Colaborou Cíntia Acayaba , da Agência Folha

Marabá lidera o ranking nos dois governos

Da agência Folha

Marabá (a 568 km de Belém, capital do Pará), foco histórico de conflitos rurais, é campeã de invasões de terra tanto no primeiro governo Lula como no segundo governo FHC.
A cidade do sul do Pará registrou 23 invasões a fazendas nos últimos quatro anos. De 1999 a 2002, foram 16 ações.
"É uma área de expansão de fronteira agrícola, com muitos latifúndios e terras griladas", diz Bernardo Mançano, da Unesp. Ariovaldo de Oliveira, da USP, afirma que "Marabá é uma cidade que tem 1,5 milhão de hectares, mas 63% deles são terras devolutas [sem registro privado nem uso pelo poder público] da União.
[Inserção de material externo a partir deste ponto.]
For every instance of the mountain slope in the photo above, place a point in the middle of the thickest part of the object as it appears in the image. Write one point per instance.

Há 126 grandes imóveis improdutivos".
Outros dois fatores ajudaram a atração de sem-terra no lugar: o fechamento, em 1992, do garimpo de Serra Pelada, que deixou cerca de 80 mil desempregados na região. O outro é a existência de uma linha férrea da Vale do Rio Doce ligando São Luís a Parauapebas (município próximo a Marabá), o que facilitou o deslocamento de migrantes.
O ministro do Desenvolvimento Agrário, Guilherme Cassel (PT-RS), diz que o governo investe na qualidade dos assentamentos de Marabá.
Em relação a Bonito -segundo lugar no ranking- e a Caruaru -quinto-, Pernambuco tem forte monocultura latifundiária da cana-de-açúcar. Já Teodoro Sampaio (SP) -terceiro lugar- fica no Pontal do Paranapanema, onde o MST é bem organizado. Maragogi (AL) -quarto lugar- tem alto índice de terras devolutas. (JCM, TR e CA)

Saiba mais:

MP que proíbe vistoria do INCRA está vigente, mas não é aplicada

A medida provisória 2.027, editada em 2000 por FHC e modificada em 2001 (MP 2.183), proíbe que o Instituto de Colonização e Reforma Agrária realize vistoria, por dois anos, em terras invadidas. Assim, o processo de desapropriação da área fica paralisado. Quando Lula assumiu, os movimentos do campo o pressionaram para que revogasse a MP. O ministro do Desenvolvimento Agrário à época, Miguel Rosseto, disse que mudaria alguns artigos. Mas a MP não foi revogada ou modificada até hoje, apesar de não ser aplicada.